WebDriver will always rely on the target browser when working with XPATH. Technically, it's just a fancy bridge to the browser (whether the browser is Firefox or Chrome - IE up to 11 does not support XPATH)

Unfortunately the DOM (elements and attributes structure) that reside in browser memory is not the same as the DOM that you probably provided to the Html Agility Pack. It could be the same if you loaded the HAP with the content of the DOM from the browser memory (an equivalent to document.OuterHtml for example). In general this is not the case because developers use HAP to scrap sites without a browser, so they feed it from a network stream (from an HTTP GET request) or a raw file.

This problem is easy to demonstrate. For example, if you create a file that contains only this:

<table><tr><td>hello world</td></tr></table>

(no html, no body tag, this is in fact an invalid html file)

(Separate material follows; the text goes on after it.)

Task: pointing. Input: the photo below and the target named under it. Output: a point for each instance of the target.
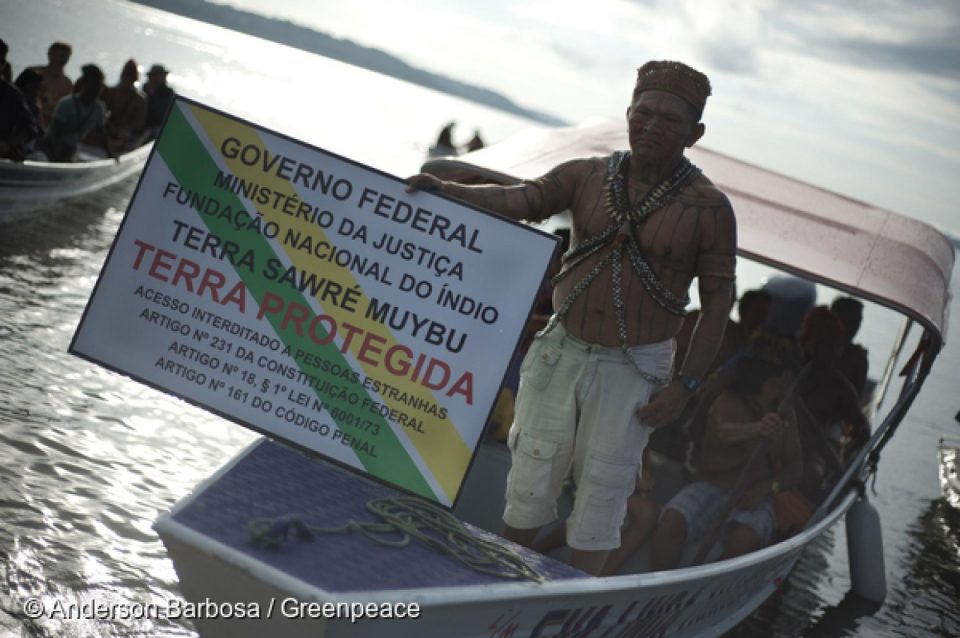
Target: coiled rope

With HAP you can load it like this:

HtmlDocument doc = new HtmlDocument();
doc.Load(myFile);

And the structure HAP will come up with is simply this:

+table
 +tr
  +td
   'hello world'

The HAP is not a browser, it's a parser and it doesn't really know HTML specifications, it just knows how to parse a bunch of tags and build a DOM with it. It doesn't know for example a document should start with HTML, and should contain a BODY, or that a TABLE element always has a TBODY child when inferred by a browser.

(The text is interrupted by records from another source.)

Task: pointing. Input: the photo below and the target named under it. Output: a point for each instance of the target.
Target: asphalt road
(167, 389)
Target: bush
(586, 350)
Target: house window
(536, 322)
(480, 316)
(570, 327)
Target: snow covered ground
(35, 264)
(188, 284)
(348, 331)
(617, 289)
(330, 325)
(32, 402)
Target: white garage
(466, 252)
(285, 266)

In a Chrome browser though, it you open this file, inspect it and ask the XPATH for the TD element, it will report this:

/html/body/table/tbody/tr/td

Because Chrome has just made this up by itself... As you see the two systems don't match.

Note if you have id attributes available in the source HTML, the story is better, for example, with the following HTML:

<table><tr><td id='hw'>hello world</td></tr></table>

Chrome will report the following XPATH (it will try to use id attributes as much as possible):

//*[@id="hw"]

Wich can be used in HAP as well. But, this does not work all the time though. For example, with the following HTML

<table id='hw'><tr><td>hello world</td></tr></table>

Chrome will now produce this XPATH to the TD:

//*[@id="mytable"]/tbody/tr/td

as you see this is not usable in HAP again because of that inferred TBODY.

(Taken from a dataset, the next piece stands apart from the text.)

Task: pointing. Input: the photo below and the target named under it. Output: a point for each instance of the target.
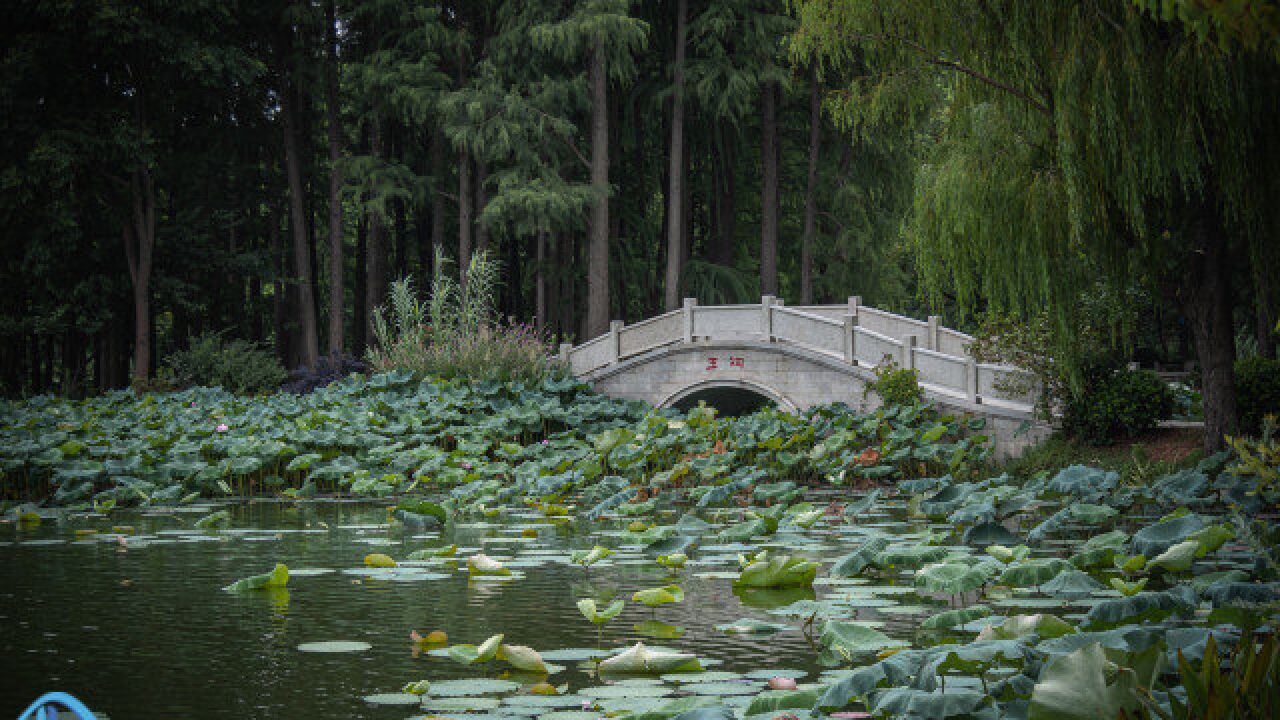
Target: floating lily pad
(336, 646)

So, in the end, you can't just blindly use browsers-generated XPATH in other contexts than in those browsers. In other contexts, you will have to find other discriminants.

Actually, I personnally think it's somehow a good thing because it will make your XPATH more resistant to changes. But you'll have to think :-)

Now let's get back to your case :)

The following C# sample console case should work fine:

  static void Main(string[] args)
  {
      var web = new HtmlWeb();
      var doc = web.Load("http://www2.epa.gov/languages/traditional-chinese");
      var node = doc.DocumentNode.SelectSingleNode("//section[@id='main-content']//div[@class='pane-content']//a");
      Console.WriteLine(node.OuterHtml); // displays <a href="http://www.oehha.ca.gov/fish/pdf/59329_CHINESE.pdf">...etc...</a>"
  }

If you look at the structure of the stream or file (or even what the browser displays, but take care, avoid TBODYs...), the easiest is to

  • find an id (just like browser do) and/or
  • find unique child or grand child elements or attributes below this, recursively or not
  • avoid too precise XPATHs. Things like p/p/p/div/a/div/whatever are bad

So, here, after the main-content id attribute, we just look (recursively with //) for a DIV that has a special class and we look (again recursively) for the first child A available.

This XPATH should work in webdriver and in HAP.

Note this XPATH also works: //div[@class='pane-content']//a but it looks a bit loose to me. Setting the foot on id attributes is often a good idea.